A comparison among different techniques for human ERG signals processing and classification ( Articles not published yet, but available online Article in press About articles in press (opens in a new window) ) Barraco, R.a, Persano Adorno, D.a , Brai, M.a, Tranchina, L.b a Dipartimento di Fisica e Chimica, Università di Palermo and CNISM, Viale delle Scienze, Ed. 18, I-90128 Palermo, Italy b Laboratorio di Fisica e Tecnologie Relative - UniNetLab, Università di Palermo, Viale delle Scienze, Ed. 18, I-90128 Palermo, Italy Abstract Feature detection in biomedical signals is crucial for deepening our knowledge about the involved physiological processes. To achieve this aim, many analytic approaches can be applied but only few are able to deal with signals whose time dependent features provide useful clinical information. Among the biomedical signals, the electroretinogram (ERG), that records the retinal response to a light flash, can improve our comprehension of the complex photoreceptoral activities. The present study is focused on the analysis of the early response of the photoreceptoral human system, known as a-wave ERG-component. This wave reflects the functional integrity of the photoreceptors, rods and cones, whose activation dynamics are not yet completely understood.
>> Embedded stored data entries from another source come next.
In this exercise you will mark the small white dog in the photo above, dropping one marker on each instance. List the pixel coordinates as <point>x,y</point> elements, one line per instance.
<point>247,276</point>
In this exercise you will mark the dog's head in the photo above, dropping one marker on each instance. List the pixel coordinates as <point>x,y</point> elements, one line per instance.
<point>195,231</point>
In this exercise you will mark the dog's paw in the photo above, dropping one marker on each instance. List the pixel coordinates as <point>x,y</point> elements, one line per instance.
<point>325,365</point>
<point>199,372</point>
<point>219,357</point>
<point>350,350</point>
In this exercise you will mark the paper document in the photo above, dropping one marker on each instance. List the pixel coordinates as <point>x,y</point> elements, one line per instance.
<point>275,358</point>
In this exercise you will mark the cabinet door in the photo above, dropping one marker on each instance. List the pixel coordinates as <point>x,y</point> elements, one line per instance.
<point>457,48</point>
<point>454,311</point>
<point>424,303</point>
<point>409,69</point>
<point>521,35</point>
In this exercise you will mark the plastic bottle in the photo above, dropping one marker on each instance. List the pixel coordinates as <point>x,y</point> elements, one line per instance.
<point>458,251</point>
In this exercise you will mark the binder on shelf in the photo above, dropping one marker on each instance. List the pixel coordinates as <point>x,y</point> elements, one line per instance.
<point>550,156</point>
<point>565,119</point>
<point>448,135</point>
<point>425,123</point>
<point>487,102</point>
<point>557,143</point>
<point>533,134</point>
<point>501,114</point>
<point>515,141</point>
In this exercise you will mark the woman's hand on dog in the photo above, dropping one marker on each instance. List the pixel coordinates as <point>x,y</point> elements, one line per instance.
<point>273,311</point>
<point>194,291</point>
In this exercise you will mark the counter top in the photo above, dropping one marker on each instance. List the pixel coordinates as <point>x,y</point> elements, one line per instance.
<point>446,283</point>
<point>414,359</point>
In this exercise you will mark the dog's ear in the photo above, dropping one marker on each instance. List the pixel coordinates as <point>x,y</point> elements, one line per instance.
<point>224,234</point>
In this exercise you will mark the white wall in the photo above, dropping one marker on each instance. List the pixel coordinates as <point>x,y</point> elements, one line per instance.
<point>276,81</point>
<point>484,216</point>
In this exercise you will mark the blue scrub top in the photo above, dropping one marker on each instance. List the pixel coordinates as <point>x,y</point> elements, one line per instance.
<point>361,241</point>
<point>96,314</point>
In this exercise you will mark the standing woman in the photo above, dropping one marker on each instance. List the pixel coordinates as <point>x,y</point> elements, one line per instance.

Moreover, since in incipient photoreceptoral pathologies eventual anomalies in a-wave are not always detectable with a "naked eye" analysis of the traces, the possibility to discriminate pathologic from healthy traces, by means of appropriate analytical techniques, could help in clinical diagnosis. In the present paper, we discuss and compare the efficiency of various techniques of signal processing, such as Fourier analysis (FA), Principal Component Analysis (PCA), Wavelet Analysis (WA) in recognising pathological traces from the healthy ones. The investigated retinal pathologies are Achromatopsia, a cone disease and Congenital Stationary Night Blindness, affecting the photoreceptoral signal transmission. Our findings prove that both PCA and FA of conventional ERGs, don't add clinical information useful for the diagnosis of ocular pathologies, whereas the use of a more sophisticated analysis, based on the wavelet transform, provides a powerful tool for routine clinical examinations of patients. © 2013 Associazione Italiana di Fisica Medica.